Always run the existing free MX + SMTP RCPT verification on a NON-sending IP (doc sec 8.2) over the institutional list before importing, so we never mail dead practice mailboxes (550 5.1.1 from a clinic MX still hurts the hc IPs).

Reputation hygiene (per stream, independent)

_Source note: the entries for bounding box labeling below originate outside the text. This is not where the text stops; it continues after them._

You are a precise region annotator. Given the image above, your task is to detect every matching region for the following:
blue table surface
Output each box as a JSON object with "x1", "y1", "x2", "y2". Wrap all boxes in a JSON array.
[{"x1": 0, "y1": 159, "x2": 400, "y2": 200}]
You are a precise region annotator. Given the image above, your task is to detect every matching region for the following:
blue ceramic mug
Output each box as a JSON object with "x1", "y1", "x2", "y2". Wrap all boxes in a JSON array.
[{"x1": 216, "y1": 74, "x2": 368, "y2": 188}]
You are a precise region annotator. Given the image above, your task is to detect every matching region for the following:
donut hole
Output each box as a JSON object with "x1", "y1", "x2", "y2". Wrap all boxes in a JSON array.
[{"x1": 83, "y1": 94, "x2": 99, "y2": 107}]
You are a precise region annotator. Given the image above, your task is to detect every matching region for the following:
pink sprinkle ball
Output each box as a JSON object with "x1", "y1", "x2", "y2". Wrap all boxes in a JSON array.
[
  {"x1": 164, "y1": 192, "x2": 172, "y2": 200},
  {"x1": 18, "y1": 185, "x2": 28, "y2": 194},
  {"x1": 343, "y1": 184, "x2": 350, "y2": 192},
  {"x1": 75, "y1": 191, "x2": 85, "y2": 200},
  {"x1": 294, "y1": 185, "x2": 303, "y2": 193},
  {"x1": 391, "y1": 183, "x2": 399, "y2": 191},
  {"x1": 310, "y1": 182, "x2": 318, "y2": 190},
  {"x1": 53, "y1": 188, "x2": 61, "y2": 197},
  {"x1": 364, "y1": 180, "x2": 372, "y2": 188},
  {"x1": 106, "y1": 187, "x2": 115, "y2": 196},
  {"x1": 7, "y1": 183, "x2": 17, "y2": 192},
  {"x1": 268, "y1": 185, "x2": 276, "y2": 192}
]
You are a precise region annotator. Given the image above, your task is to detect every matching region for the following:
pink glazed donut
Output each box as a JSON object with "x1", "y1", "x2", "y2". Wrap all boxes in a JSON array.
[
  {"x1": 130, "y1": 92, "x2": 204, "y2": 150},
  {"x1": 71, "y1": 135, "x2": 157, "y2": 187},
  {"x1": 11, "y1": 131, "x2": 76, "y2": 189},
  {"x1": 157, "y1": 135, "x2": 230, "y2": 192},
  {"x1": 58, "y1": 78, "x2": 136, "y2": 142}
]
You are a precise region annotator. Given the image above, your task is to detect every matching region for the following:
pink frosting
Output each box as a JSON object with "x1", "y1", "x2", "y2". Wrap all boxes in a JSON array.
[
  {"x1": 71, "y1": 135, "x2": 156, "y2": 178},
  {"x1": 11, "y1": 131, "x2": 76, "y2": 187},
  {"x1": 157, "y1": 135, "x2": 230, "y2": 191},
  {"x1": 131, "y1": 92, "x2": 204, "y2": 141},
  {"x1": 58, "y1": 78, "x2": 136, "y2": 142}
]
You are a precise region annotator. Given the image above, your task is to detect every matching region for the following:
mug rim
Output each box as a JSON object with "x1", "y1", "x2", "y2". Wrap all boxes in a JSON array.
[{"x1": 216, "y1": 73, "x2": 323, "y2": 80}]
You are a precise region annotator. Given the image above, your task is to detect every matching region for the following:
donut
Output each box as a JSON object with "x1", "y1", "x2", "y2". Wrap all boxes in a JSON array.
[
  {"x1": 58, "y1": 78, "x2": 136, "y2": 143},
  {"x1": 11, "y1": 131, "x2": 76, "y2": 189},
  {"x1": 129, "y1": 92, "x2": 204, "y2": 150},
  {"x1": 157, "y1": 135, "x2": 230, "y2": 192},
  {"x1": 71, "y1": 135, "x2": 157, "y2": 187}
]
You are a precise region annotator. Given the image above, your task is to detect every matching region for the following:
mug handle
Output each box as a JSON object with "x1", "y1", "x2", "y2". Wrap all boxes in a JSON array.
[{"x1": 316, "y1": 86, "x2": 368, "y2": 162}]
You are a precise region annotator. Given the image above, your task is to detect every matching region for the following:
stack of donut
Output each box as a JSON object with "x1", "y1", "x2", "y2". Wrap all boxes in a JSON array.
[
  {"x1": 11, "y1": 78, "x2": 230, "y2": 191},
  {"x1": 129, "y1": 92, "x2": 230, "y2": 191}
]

  • Separate PTR/FCrDNS (hcmtaNN.performancewest.net) + separate SPF authorization for the hc IPs (still under the same domain so DKIM/DMARC pass).
  • DKIM/DMARC unchanged (domain-level) — healthcare mail still signs as performancewest.net, which is fine and desirable.
  • Separate bounce/complaint monitoring per pool (grep by hc IP / by hc syslog_name). The existing monitoring commands extend trivially with the hc IPs.
  • A healthcare ramp-cap script (pw-hc-rampcap) mirroring pw-listmonk-rampcap but driving the listmonk-hc cap off /etc/postfix/hc-warmup-start.

Concrete ordered steps

  1. Decide: single Postfix instance + class-based hc transport vs postmulti; and Listmonk Option A (2nd instance) vs B. (Recommend: single instance + class transport, and Listmonk Option A.)
  2. DNS/identity: add PTR hcmtaNN for .107/.108/.109, extend SPF, confirm DKIM/DMARC still pass for those IPs. (No send until green.)
  3. Postfix: new submission service on :2526; carve out18/19/20 into an hc rotation pool; remove them from the trucking ALL array; add the hc-warmup-start stamp + pw-hc-mta-warmup. Keep Yahoo hold: backstop.
  4. Listmonk-hc: add listmonk-hc compose service (same image, own LISTMONK_app__* cap env / settings, SMTP server = 172.18.0.1:2526), behind nginx at a separate vhost or path. Wire pw-hc-rampcap.
  5. Audience: extend the list builder to emit the 3 split files; run free MX + SMTP verification (non-sending IP) on the institutional file.
  6. Campaign: build a healthcare-institutional campaign (revalidation-overdue first → free NPI tool link → $399 PECOS Revalidation product), import the verified institutional list into listmonk-hc, send small focused batches.
  7. deploy wiring: add the new services/scripts to deploy.sh / deploy-dev.sh and ansible templates, mirroring the proxy-relay pattern just landed.

Validation

  • Isolation proof: send a trucking batch and an hc batch simultaneously; confirm via mail.log that trucking mail egresses ONLY from .94-.96 and hc mail ONLY from .107-.109, and that each respects its own cap independently.
  • Identity proof: an hc test send to a mail-tester/aboutmy.email account shows PTR hcmtaNN, SPF pass, DKIM pass, DMARC pass.
  • Deliverability proof: hc test sends to a Google Workspace test domain + an M365 test domain land in inbox (not spam); record per-domain disposition.
  • Cap proof: pw-hc-rampcap sets the listmonk-hc cap from the hc warmup day and does NOT touch the trucking Listmonk cap (and vice-versa).
  • No regression: trucking delivery mix unchanged after the split (same monitoring commands, same .94-.96 volumes).

Open decisions for Justin

  1. Real institutional-domain count: re-run the list builder on fresh NPPES data to get the exact npi_healthcare_institutional.csv size before we size the hc cap.
  2. Single Postfix instance (class transport) vs postmulti second instance.
  3. Listmonk: second instance (recommended, true cap isolation) vs single instance with windowed sends.
  4. How aggressive on the institutional ceiling (10k/day proposed) — start conservative and let data raise it.
  5. Whether hc uses a separate Listmonk contacts DB (cleaner per-stream complaint accounting) or shares the existing one.